Once the coup's failure was announced by the Sudanese Government, a "mopping-up" operations started with searching for the militants. Many foreigners and expatriates from neighbouring countries, who originally had no interest in the events in Khartoum, were arrested. They were dragged to the Green Belt area, south of Khartoum, where they were executed without trials, including many Ethiopians and Eritreans. One officer said "We used to order the detainees to dig graves, and after they finished digging and deepening them, we would order them to lie down inside. Then the soldiers would shoot, and another batch of detainees will fill the graves and dig new ones."

Some 3,000 were killed during the coup, and 98 people were implicated and executed for plotting the coup, including Muhammad Nour Saad.

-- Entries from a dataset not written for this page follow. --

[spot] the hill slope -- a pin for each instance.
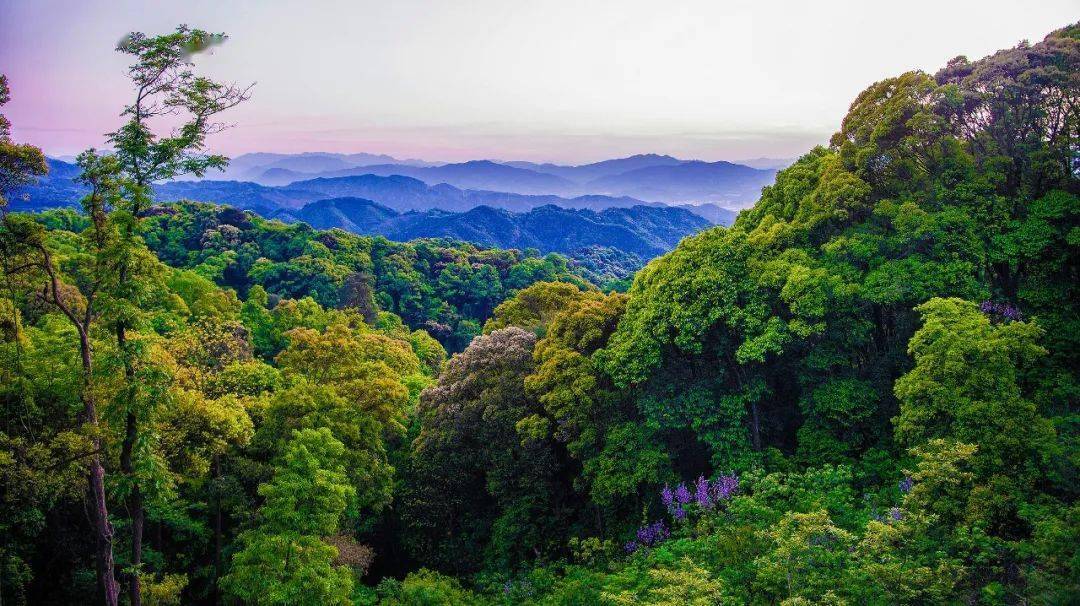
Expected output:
(645, 231)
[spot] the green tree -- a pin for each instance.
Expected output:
(283, 560)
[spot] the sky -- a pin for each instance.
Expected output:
(566, 81)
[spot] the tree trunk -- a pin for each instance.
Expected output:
(103, 527)
(755, 426)
(217, 528)
(135, 499)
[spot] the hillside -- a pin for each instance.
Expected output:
(706, 182)
(644, 231)
(864, 391)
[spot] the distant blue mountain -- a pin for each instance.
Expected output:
(648, 176)
(585, 173)
(688, 182)
(400, 193)
(645, 231)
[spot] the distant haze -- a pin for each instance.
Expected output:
(556, 81)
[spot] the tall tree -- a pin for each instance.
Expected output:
(29, 258)
(165, 85)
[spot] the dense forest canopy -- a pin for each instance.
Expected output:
(865, 391)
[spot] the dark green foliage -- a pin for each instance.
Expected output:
(864, 391)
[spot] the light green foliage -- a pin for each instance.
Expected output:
(427, 588)
(883, 350)
(967, 386)
(283, 560)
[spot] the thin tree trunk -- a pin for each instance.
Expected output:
(755, 427)
(126, 466)
(217, 528)
(103, 527)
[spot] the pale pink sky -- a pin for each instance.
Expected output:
(566, 81)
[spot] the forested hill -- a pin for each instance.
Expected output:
(864, 391)
(645, 231)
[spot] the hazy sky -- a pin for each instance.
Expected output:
(566, 81)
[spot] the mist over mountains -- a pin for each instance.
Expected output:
(637, 207)
(648, 177)
(645, 231)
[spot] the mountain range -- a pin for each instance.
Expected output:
(401, 193)
(645, 231)
(648, 177)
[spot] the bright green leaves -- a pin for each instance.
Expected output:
(283, 560)
(967, 386)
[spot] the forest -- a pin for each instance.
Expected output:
(864, 391)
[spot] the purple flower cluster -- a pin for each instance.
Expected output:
(724, 487)
(906, 484)
(705, 494)
(1002, 311)
(648, 536)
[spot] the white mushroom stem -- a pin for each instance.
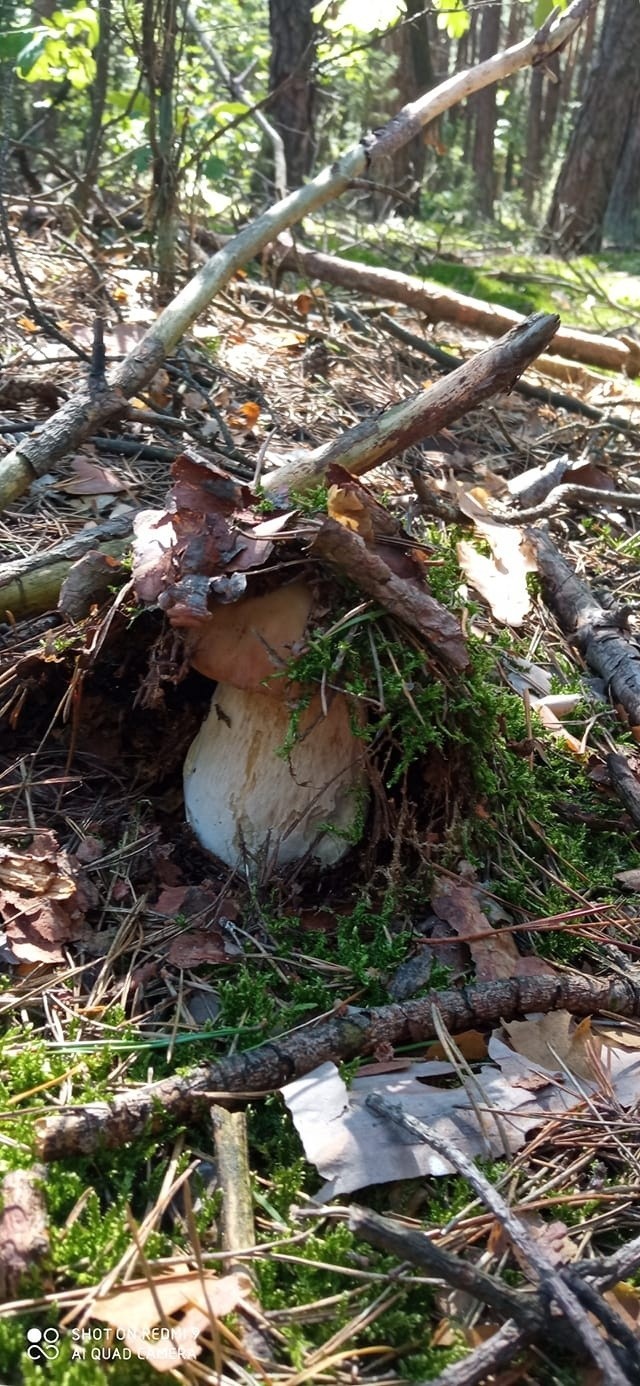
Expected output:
(247, 801)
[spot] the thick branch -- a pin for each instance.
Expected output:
(449, 306)
(268, 1067)
(32, 585)
(600, 634)
(403, 598)
(389, 433)
(79, 415)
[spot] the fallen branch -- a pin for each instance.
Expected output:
(448, 361)
(596, 631)
(78, 417)
(445, 305)
(276, 1062)
(402, 598)
(394, 430)
(607, 1357)
(32, 585)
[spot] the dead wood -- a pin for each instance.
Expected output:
(401, 596)
(610, 1358)
(394, 430)
(24, 1238)
(599, 634)
(78, 417)
(445, 305)
(32, 585)
(237, 1217)
(420, 1249)
(448, 361)
(500, 1350)
(277, 1062)
(525, 1311)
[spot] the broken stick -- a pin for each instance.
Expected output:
(279, 1060)
(391, 431)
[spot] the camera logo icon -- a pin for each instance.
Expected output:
(43, 1345)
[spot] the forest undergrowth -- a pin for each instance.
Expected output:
(491, 793)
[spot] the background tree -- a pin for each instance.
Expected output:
(604, 128)
(485, 110)
(291, 81)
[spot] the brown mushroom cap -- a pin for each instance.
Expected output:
(252, 639)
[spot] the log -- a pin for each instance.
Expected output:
(79, 415)
(391, 431)
(341, 1037)
(29, 586)
(597, 632)
(445, 305)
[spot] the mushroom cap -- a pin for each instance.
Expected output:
(248, 641)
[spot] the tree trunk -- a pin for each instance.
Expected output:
(291, 82)
(97, 96)
(485, 115)
(622, 222)
(414, 75)
(160, 27)
(586, 179)
(531, 172)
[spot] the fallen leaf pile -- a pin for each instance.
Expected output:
(42, 900)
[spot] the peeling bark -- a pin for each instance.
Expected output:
(262, 1070)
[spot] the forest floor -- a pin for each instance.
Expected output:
(495, 846)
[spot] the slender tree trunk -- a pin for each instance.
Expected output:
(160, 61)
(97, 94)
(586, 42)
(292, 103)
(586, 179)
(414, 75)
(485, 115)
(531, 172)
(622, 222)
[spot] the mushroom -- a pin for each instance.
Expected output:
(245, 799)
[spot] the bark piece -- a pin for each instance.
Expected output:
(78, 416)
(394, 430)
(273, 1063)
(24, 1238)
(405, 599)
(597, 632)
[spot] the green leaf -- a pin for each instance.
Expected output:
(141, 158)
(14, 42)
(453, 17)
(214, 168)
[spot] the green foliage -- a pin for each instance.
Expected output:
(61, 47)
(453, 17)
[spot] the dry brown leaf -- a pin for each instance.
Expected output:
(347, 507)
(500, 580)
(92, 480)
(38, 875)
(554, 1040)
(618, 1036)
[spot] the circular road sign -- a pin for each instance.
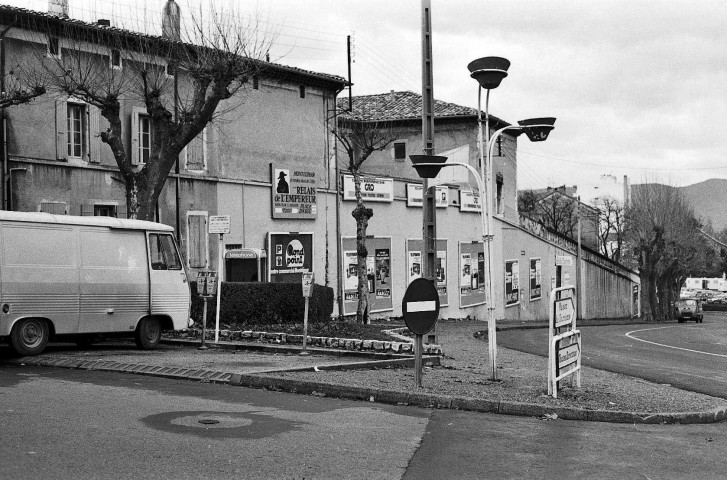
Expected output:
(420, 306)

The coup attempt sparked national resentment against Libyan leader Muammar Gaddafi. In 1977, a national reconciliation took place between Sadiq al Mahdi, the leader of the opposition who was based abroad, and Nimeiry. A limited measure of pluralism was allowed and Sadiq al Mahdi and members of the Democratic Unionist Party joined the legislature under the umbrella of the Sudanese Socialist Union. Hassan al-Turabi, an Islamist leader who had been imprisoned and then exiled after the May Revolution, was invited back and became Justice Minister and Attorney General in 1979. Relations between Khartoum and Southern Sudan leadership worsened after the National Reconciliation due to the shift to Sharia law, and adopting Arabic as the country official language. The National Reconciliation itself came to a premature end in light of disagreements between the opposition and Nimeiry.